Historical population
| Census | Pop. | Note | %± |
| 1820 | 2,193 |  | — |
| 1830 | 2,198 |  | 0.2% |
| 1840 | 2,000 |  | −9.0% |
| 1850 | 2,146 |  | 7.3% |
| 1860 | 2,305 |  | 7.4% |
| 1870 | 2,279 |  | −1.1% |
| 1880 | 2,281 |  | 0.1% |
| 1890 | 1,863 |  | −18.3% |
| 1900 | 1,959 |  | 5.2% |
| 1910 | 2,016 |  | 2.9% |
| 1920 | 1,710 |  | −15.2% |
| 1930 | 3,775 |  | 120.8% |
| 1940 | 7,385 |  | 95.6% |
| 1950 | 7,460 |  | 1.0% |
| 1960 | 8,776 |  | 17.6% |
| 1970 | 8,475 |  | −3.4% |
| 1980 | 7,261 |  | −14.3% |
| 1990 | 7,778 |  | 7.1% |
| 2000 | 8,565 |  | 10.1% |
| 2010 | 8,699 |  | 1.6% |
| 2020 | 8,415 |  | −3.3% |
U.S. Decennial Census

==Transportation==
===Road===
Although Dover has no major highways, it does have two major thoroughfares. Route 22 crosses from the Pawling town line in the south to the Amenia town line in the north. Route 343 goes through town as well. In 2006, the NYSDOT administered the repaving of Route 22 through the town. The prime contractor was Callanan Industries, Inc., an Albany, New York based contractor. In 2007, repaving continued north from the town line into Amenia, New York with other contractors - Peckham Road Corp. in Wassaic and A. Colarusso & Son Inc., a Hudson, New York based contractor for the portion north of Wassaic.

===Rail===
Metro-North Railroad's Harlem Line runs through Dover with two rail commuter rail stations in town, with service to New York City. The Harlem Valley – Wingdale station is at the former State Hospital and Route 22, and the Dover Plains station is right in the town center. Trains leave every two hours in each direction during middays, evenings and weekends. In rush hours, service in the peak direction operates about every 30 minutes.

===Bus===
Dover is served by Dutchess County Public Transit's route "D" bus.

==Communities and locations in Dover==
- Bains Corner: An area east of Dover Plains.
- Chestnut Ridge: An area in the northwestern part of the town.
- Dogtail Corners: An area in the southeastern part of the town.
- Dover Furnace: An area in the central part of the town, south of Dover Plains, west of Route 22.
- Dover Plains: A hamlet in the northeastern section of the town.
- Duell Hollow: An area in the southeastern corner of the town.
- Ellis Pond: A small lake in the southeastern section of the town.
- Lake Weil: A small manmade lake in the southeastern part of the town.
- Oniontown: A community in the northern part of town.
- South Dover: A hamlet in the eastern part of the town.
- Webatuck: An area in the southeastern part of the town on Route 55.
- Wingdale: A hamlet in the southern part of the town on Route 22.

==Camps==
Camp Ramah in the Berkshires is located in Wingdale on Lake Ellis.
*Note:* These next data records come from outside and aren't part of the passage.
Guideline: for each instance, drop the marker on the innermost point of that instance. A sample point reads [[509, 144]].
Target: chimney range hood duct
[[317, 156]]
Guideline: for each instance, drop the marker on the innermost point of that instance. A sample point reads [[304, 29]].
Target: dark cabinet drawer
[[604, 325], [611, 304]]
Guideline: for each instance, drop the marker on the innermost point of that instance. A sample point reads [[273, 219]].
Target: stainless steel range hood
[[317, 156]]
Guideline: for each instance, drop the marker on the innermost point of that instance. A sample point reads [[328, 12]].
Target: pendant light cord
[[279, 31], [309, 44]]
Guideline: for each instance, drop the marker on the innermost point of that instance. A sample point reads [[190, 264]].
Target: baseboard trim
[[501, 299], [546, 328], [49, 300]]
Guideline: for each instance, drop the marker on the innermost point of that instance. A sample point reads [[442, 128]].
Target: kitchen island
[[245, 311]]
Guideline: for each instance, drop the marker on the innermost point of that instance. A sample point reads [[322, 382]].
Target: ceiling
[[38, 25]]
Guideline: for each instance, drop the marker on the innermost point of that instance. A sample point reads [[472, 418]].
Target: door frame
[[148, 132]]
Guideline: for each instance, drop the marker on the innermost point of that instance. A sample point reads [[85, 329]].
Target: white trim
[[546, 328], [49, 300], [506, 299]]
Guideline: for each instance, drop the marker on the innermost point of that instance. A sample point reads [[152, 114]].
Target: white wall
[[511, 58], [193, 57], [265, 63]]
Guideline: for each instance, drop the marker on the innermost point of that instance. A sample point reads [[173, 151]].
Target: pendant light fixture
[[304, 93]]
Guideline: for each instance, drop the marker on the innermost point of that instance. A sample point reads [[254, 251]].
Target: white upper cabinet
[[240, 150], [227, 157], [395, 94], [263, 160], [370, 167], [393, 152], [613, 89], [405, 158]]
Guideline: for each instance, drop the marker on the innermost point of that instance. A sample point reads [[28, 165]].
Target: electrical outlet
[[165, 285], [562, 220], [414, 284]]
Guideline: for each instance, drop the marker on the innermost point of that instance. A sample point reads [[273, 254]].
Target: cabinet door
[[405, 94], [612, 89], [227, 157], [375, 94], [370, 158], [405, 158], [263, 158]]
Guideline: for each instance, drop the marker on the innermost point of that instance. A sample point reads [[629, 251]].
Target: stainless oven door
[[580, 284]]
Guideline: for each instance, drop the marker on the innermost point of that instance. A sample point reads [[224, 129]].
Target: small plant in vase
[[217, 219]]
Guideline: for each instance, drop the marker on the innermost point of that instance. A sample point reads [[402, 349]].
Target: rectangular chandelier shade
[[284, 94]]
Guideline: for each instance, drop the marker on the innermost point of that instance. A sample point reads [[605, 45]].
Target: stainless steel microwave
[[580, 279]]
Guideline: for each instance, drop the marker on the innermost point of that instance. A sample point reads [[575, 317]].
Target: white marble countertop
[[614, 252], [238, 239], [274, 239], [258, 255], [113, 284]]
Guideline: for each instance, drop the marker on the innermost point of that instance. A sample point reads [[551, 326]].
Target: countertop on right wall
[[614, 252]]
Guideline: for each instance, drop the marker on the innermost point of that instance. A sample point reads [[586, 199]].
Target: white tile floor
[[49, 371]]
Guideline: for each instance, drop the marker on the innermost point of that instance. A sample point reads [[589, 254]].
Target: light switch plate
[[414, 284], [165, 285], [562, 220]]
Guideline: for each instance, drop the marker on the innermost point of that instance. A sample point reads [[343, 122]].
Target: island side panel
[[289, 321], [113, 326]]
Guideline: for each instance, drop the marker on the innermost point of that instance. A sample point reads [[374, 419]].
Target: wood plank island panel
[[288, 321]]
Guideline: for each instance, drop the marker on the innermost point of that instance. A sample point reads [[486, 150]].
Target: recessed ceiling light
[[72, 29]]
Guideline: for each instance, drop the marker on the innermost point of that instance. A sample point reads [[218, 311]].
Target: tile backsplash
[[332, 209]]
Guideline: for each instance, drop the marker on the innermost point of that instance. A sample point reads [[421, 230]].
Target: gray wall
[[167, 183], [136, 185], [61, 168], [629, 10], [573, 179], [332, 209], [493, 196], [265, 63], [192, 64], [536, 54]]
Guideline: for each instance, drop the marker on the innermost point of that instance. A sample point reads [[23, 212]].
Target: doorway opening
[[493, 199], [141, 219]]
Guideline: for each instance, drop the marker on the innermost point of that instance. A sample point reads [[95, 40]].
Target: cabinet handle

==Electric power facilities==
===Cricket Valley Energy Center===

Pursuant to Article 10 of the Public Service Law, Cricket Valley Energy Center LLC was granted a Certificate of Public Convenience and Necessity to build a 1,000-megawatt (MW) combined cycle natural gas powered plant in 2013. An Article VII Certificate of Environmental Compatibility and Public Need was granted on April 20, 2016, to build 345-kV transmission lines to interconnect to the site. The 1,100-MW project went into service in April 2020. There are three combustion turbines whose exhaust creates steam to drive a steam turbine. All of the turbines are manufactured by General Electric. It uses an air-cooled condenser to reduce water draw. It is located on a 193-acre former industrial area, the former Mid-Hudson Recycling Center, which was destroyed in a massive 1996 fire. It is fueled by natural gas supplied from a trunk pipeline, one of many that are located along the east coast. Its power is sold into the electric wholesale market administered by the NYISO.